Con la ayuda y la mediatización de su imperio tecnológico, la nueva sociabilidad global instala la vigencia de nuevas pautas de conducta que nos apartan de la alegría y de los impulsos de bondad, de la admiración por la belleza y hasta de los cánones de amor que son la herencia más preciada de nuestra cultura. Quizás ello sea solo transitorio, pero es evidente que la ausencia de memoria ha demolido el respeto hacia antiguas creencias. Las redes trivializan hasta el pensamiento más reflexivo, desintegran la legitimidad de reinos o repúblicas, desprestigian hasta transformar en impostores o farsantes a quienes ejerzan autoridad. Un entretenimiento vacuo, sin valores o reglas de juego, ha invadido la sociedad. Para completar el cuadro, quizá faltaría agregar a los traidores, que son los otros pecadores que Dante, en su Divina comedia , coloca también en el último círculo del Infierno.
Aquella burbuja “siliconada” nos ofrece la velocidad que exige una obsesiva atención, la mercantilización de la vida cotidiana, una democracia jaqueada por dispositivos digitales, una visión autoritaria de la eficiencia administrativa. Afuera de las sociedades en que vivimos no queda nada o casi nada que nos guíe; adentro, la única teología posible es la sumisión.
Conocemos –o por lo menos podemos todavía recordar– la experiencia heredada de las antiguas sabidurías. Podríamos aceptar la curiosidad de transitar los caminos de “los jardines que se bifurcan” que nos indicó Borges; las mesetas del Tiahuanaco (hoy Bolivia), donde están los secretos de la cultura andina y, en definitiva, ¡estar alerta!, como enseña la civilización Tupi-Guaraní a los niños que aprenden en la selva paraguaya.

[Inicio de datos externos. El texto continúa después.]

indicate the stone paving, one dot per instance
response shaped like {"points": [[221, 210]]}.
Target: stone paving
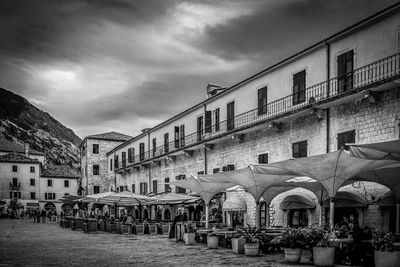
{"points": [[24, 243]]}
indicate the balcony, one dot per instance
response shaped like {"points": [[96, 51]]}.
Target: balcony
{"points": [[323, 94]]}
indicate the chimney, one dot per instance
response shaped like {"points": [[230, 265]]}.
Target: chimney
{"points": [[26, 147]]}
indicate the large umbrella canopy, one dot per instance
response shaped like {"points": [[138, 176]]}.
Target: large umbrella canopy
{"points": [[331, 169], [205, 190]]}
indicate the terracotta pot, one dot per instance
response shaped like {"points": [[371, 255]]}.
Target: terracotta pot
{"points": [[323, 256], [251, 249], [292, 255], [212, 242], [387, 259]]}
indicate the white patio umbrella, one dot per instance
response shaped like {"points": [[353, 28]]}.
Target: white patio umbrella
{"points": [[205, 190]]}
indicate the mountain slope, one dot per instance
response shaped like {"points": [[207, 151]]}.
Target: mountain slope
{"points": [[21, 122]]}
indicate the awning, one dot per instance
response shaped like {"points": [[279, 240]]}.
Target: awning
{"points": [[346, 199], [234, 204], [297, 202]]}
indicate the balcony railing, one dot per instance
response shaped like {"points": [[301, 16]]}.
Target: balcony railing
{"points": [[360, 79]]}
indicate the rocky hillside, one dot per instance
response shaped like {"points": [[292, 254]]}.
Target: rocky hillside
{"points": [[21, 122]]}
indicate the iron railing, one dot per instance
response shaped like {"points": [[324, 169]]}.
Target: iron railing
{"points": [[355, 81]]}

Nos sobran textos y enseñanzas antiquísimas para inspirar nuestra reflexión y anticipar la historia que finalmente nos tocará vivir. Gran parte de la humanidad, tentada por el olvido, está fascinada por la novedad que nos ofrece la tecnología.
En definitiva, hay un elemento nuevo que caracteriza la complejidad, el factor mutante en la civilización actual: el excepcional nivel de inteligencia alcanzado por el hombre en comparación con el modesto nivel de su conciencia moral. Presentamos rasgos de conducta propios del hombre primitivo en un ser humano intelectualmente muy desarrollado.
Lo más sorprendente es la falta de apertura de la conciencia humana de la actualidad, lo que ha llevado a una clausura del pensamiento o a una intolerancia que rechaza todo lo que no le es propio.
Se inaugura, pues, un momento de necesaria reflexión sobre la organización social que brindaría más bienestar, equidad y felicidad a los pueblos. Es momento de reconsiderar la utilidad de la gran revolución tecnológica y ponerla al servicio de una sustentable utopía de vida.
El propósito de nuestras existencias es ser felices, y ello no podrá lograrse sin transitar el camino de la virtud. Quizás una nueva utopía salvará la historia, como aquella que imaginó Gabriel García Márquez al recibir el premio Nobel de Literatura:
Una nueva y arrasadora utopía de la vida, donde nadie pueda decidir por otros hasta la forma de morir, donde de veras sea cierto el amor y sea posible la felicidad, y donde las estirpes condenadas a cien años de soledad tengan por fin y para siempre una segunda oportunidad sobre la Tierra.